Left-armer Starc, who has 91 wickets from 25 matches, has replaced the retired Mitchell Johnson as Australia's pace spearhead but a succession of foot injuries have stifled the 26-year-old's output.
After a long lay-off following ankle surgery, Starc made a successful return in the Caribbean for the one-day tournament against West Indies and South Africa last month and will lead the attack for Australia's three-test tour of Sri Lanka.

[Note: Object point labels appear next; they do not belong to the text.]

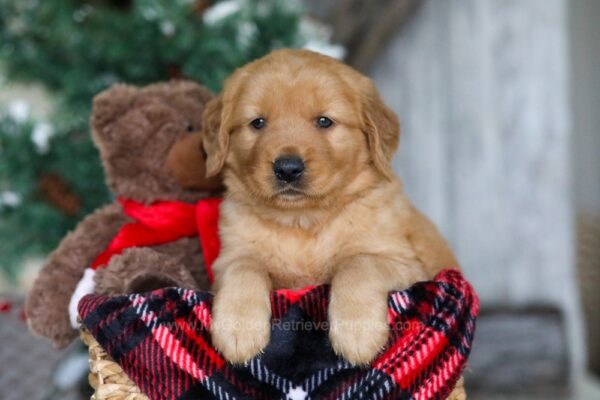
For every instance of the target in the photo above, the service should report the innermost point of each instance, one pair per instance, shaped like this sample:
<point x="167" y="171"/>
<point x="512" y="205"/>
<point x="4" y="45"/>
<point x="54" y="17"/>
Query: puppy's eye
<point x="258" y="123"/>
<point x="324" y="122"/>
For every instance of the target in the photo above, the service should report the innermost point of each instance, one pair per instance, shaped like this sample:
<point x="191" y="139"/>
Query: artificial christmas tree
<point x="50" y="174"/>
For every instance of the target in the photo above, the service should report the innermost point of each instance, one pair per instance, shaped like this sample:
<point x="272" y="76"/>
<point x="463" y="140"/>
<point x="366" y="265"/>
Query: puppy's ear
<point x="215" y="136"/>
<point x="382" y="128"/>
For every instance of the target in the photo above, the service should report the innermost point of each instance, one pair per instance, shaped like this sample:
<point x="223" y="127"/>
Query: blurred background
<point x="500" y="107"/>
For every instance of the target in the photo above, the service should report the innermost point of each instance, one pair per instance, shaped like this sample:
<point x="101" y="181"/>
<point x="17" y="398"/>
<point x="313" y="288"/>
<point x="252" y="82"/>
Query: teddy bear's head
<point x="150" y="142"/>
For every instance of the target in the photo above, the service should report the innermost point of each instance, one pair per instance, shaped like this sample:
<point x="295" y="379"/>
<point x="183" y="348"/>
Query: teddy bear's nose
<point x="288" y="168"/>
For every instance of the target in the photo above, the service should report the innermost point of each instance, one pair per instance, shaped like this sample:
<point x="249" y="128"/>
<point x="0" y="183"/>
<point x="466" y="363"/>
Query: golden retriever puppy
<point x="305" y="145"/>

Only four Australian seamers have breached the 300-wicket mark, with Glenn McGrath (563) topping the list ahead of Dennis Lillee (355), Johnson (313) and Brett Lee (310), but Lehmann said Starc had the qualities to join the club.
"If he stays on the park, he could," Lehmann said in comments published by Fairfax Media on Tuesday.
"He plays all formats -- that is the hardest part for him.
"Managing him through that is going to be our challenge as a coaching staff and selection panel, and (for) high-priority test tours, one-day tours, World Cups and all that ... making sure he is fit and available for those."
Starc took eight wickets in the Caribbean at an average of 21.37 from his five matches and Lehmann was delighted with the return after the Sydney-born seamer had his home summer wiped out by injuries, forcing him to miss the World Twenty20.
"Happy he got through ... He said he was a little bit rusty early but felt better as the tournament went on. It's a good sign," said Lehmann.
"For us it was a pretty good tick-the-box exercise where he got through and we're looking forward to the next phase of test cricket."
Australia play the first test against Sri Lanka at Pallekele from July 26 and Lehmann said he felt Starc's reverse swing would be telling during the series.
"He obviously has air speed, which is going to be important when the ball goes reverse. It's important that we keep him fit and playing. We know how good he can be," Lehmann said.
"It's all up to him. His ability to knock over good batsmen and also knock over the tail quite quickly, for us, that is a really important thing when you are trying to get 20 wickets in a space of time."